Pulmonary valvotomy with echocardiographic guidance in neonates with pulmonary atresia and intact ventricular septum.
Kim YH
Catheter Cardiovasc Interv. 2015;85(4):E123. Epub 2014 Nov 25.
BACKGROUND: Percutaneous transcatheter valvotomy of the atretic pulmonary valve (PV) carries a risk of perforation of the right ventricle (RV) and requires standby of the cardiac surgical team for potential emergent cardiac management. The objective of this study was to introduce a successful and safe transcatheter wire perforation of the atretic PV using echocardiographic guidance in neonates with pulmonary atresia and an intact ventricular septum.
METHODS: In addition to fluoroscopic guidance, echocardiography was used throughout the procedure. For positioning the Judkins right (JR) catheter at the point of 'tenting' indicating center of the PV, the morphology and position of the PV were confirmed using a left-tilted parasternal long axis view and a slight counterclockwise-rotated parasternal short axis view. After the JR catheter was positioned at the point of tenting of the atretic PV, the stiff end of the 0.014 mm PTCA wire was advanced through the PV toward the main pulmonary artery using echocardiographic guidance. During the first portion of the procedure, accurate perforation using echocardiographic imaging was confirmed. After then, pulmonary valvuloplasty with increasingly larger balloons, beginning with an initial 2.5×20 mm(2) PTCA balloon and finishing with a final 8×20 mm(2) PTA balloon was performed.
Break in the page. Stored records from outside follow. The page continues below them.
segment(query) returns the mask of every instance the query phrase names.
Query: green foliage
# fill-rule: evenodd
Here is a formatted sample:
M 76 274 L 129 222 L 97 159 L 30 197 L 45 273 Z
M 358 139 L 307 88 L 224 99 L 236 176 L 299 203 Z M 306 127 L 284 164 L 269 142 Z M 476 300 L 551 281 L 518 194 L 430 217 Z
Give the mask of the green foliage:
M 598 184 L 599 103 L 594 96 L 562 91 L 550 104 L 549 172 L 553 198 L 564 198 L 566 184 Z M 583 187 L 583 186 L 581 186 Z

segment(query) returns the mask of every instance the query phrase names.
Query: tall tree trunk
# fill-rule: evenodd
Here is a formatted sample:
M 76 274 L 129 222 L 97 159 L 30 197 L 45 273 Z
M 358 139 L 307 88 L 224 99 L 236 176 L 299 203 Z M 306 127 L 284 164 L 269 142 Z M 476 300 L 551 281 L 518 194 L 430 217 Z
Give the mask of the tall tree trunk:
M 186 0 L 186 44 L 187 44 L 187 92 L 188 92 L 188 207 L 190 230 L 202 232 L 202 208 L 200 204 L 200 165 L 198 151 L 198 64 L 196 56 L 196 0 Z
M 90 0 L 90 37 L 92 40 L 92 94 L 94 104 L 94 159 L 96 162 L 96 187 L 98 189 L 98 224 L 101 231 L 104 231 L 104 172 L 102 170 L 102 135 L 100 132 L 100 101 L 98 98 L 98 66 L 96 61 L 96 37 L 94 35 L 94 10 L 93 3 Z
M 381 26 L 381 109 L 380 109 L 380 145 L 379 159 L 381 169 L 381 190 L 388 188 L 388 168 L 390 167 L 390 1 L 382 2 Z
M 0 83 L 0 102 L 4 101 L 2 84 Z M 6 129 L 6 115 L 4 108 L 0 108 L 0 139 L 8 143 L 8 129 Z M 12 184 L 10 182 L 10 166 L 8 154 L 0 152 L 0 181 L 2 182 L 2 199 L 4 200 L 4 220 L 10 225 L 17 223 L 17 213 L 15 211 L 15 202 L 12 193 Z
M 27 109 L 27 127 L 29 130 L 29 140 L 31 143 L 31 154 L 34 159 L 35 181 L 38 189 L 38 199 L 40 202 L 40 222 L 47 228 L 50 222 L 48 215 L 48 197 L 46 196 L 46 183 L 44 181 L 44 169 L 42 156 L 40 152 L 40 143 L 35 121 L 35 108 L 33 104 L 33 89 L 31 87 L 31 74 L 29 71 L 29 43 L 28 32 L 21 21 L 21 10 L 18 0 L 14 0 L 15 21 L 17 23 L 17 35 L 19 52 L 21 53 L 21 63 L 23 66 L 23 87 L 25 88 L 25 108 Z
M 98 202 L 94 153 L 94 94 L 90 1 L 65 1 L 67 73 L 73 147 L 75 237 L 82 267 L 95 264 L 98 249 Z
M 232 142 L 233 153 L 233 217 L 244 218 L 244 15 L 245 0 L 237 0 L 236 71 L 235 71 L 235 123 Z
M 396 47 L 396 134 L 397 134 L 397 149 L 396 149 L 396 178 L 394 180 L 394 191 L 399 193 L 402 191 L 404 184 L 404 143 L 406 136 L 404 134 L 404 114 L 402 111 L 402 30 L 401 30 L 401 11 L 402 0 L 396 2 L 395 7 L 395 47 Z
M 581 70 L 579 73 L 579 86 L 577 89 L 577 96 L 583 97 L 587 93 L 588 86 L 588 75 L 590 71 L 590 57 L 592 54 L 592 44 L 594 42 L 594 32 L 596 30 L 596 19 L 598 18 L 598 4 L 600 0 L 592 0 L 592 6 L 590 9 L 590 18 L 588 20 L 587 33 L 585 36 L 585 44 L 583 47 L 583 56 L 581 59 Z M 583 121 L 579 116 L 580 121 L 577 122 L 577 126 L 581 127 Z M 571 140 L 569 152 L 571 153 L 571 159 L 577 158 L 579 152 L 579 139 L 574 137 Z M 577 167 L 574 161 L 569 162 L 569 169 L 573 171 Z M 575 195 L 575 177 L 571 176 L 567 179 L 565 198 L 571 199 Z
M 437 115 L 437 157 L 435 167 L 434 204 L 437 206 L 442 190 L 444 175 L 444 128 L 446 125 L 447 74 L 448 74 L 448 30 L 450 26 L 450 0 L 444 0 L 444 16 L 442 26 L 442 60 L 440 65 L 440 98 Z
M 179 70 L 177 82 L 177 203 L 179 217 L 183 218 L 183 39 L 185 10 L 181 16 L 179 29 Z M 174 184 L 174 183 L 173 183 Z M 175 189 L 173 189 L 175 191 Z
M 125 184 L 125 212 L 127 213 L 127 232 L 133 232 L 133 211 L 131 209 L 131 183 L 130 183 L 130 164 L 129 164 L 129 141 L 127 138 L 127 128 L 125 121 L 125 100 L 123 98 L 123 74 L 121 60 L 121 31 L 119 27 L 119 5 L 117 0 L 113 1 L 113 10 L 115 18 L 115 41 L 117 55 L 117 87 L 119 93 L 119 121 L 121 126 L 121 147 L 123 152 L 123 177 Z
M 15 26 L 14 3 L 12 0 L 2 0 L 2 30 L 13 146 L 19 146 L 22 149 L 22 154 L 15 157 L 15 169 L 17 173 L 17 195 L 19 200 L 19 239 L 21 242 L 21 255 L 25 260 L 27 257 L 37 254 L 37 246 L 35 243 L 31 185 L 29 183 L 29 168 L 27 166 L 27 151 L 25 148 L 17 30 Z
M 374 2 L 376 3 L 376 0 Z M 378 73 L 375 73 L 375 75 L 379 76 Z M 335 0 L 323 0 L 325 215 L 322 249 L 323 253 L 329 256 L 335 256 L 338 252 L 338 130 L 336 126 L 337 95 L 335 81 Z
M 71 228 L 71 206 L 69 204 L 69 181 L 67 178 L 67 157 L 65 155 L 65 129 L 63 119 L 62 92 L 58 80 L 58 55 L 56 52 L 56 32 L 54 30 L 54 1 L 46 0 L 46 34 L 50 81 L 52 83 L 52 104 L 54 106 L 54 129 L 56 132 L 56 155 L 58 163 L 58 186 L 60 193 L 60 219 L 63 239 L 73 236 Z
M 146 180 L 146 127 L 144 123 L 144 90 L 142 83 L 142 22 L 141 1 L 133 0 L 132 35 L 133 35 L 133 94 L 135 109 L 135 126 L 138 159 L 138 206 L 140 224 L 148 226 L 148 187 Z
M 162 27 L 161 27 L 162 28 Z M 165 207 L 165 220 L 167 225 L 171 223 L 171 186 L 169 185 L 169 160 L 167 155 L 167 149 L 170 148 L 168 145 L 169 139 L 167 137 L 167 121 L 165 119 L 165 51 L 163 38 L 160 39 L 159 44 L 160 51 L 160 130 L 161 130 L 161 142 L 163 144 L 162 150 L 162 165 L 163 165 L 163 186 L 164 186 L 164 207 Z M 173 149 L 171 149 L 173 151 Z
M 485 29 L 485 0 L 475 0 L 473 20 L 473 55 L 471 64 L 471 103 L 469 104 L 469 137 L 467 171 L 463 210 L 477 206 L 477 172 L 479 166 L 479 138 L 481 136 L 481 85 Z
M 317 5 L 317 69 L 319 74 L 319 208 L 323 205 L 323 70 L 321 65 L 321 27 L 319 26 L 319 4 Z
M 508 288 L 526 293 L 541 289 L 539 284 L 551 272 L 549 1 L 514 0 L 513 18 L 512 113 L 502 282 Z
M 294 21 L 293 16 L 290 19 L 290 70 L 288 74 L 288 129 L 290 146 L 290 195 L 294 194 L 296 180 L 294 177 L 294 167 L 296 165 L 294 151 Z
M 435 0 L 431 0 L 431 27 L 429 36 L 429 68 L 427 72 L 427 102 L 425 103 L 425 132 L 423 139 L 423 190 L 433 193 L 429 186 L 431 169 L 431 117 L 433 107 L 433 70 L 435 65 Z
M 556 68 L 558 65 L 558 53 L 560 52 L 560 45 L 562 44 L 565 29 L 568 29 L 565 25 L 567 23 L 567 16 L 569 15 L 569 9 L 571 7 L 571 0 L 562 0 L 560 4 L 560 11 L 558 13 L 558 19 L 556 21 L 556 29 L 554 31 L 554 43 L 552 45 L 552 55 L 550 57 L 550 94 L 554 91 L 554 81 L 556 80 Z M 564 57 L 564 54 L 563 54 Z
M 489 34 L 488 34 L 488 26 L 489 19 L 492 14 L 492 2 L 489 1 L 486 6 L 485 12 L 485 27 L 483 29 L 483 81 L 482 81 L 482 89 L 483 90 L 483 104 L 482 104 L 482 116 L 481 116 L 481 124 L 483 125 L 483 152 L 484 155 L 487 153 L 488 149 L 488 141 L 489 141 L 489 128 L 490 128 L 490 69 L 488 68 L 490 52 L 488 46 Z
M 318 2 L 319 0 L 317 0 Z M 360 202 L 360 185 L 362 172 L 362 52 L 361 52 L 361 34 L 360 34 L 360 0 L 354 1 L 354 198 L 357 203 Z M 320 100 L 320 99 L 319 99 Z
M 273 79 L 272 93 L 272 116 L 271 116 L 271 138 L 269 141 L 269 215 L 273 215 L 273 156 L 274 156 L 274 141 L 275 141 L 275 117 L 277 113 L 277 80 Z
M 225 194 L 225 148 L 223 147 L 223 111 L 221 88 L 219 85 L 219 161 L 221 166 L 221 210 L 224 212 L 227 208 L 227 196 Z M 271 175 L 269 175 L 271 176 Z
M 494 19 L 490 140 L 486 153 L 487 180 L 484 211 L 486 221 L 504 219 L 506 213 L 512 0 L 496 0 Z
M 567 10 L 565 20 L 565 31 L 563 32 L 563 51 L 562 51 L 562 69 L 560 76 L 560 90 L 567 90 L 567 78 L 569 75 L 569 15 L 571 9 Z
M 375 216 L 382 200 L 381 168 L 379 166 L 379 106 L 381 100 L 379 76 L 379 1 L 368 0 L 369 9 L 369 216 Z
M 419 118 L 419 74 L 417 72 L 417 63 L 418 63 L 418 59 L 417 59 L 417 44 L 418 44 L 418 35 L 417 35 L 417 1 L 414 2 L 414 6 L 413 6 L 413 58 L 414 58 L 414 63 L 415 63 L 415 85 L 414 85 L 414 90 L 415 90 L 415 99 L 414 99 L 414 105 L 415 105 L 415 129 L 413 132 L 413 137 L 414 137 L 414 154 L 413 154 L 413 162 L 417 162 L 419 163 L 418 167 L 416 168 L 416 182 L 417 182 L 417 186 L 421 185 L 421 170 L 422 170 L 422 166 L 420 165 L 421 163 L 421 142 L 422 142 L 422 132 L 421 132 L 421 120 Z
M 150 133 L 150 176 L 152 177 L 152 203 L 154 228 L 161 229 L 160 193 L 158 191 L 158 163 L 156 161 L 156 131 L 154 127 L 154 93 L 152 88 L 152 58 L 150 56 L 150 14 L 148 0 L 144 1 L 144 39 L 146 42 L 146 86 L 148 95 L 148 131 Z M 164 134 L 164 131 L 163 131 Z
RESULTS: In all patients, successful valve perforation and balloon valvuloplasty were achieved. There were no significant cardiac complications, including perforation of the RV.
CONCLUSIONS: Pulmonary valvotomy using transthoracic echocardiographic guidance can reduce the risk of perforation of the RV and be more successful compared with that using only fluoroscopic guidance.
Department of Pediatrics, Kyungpook National University School of Medicine, Daegu, Republic of Korea.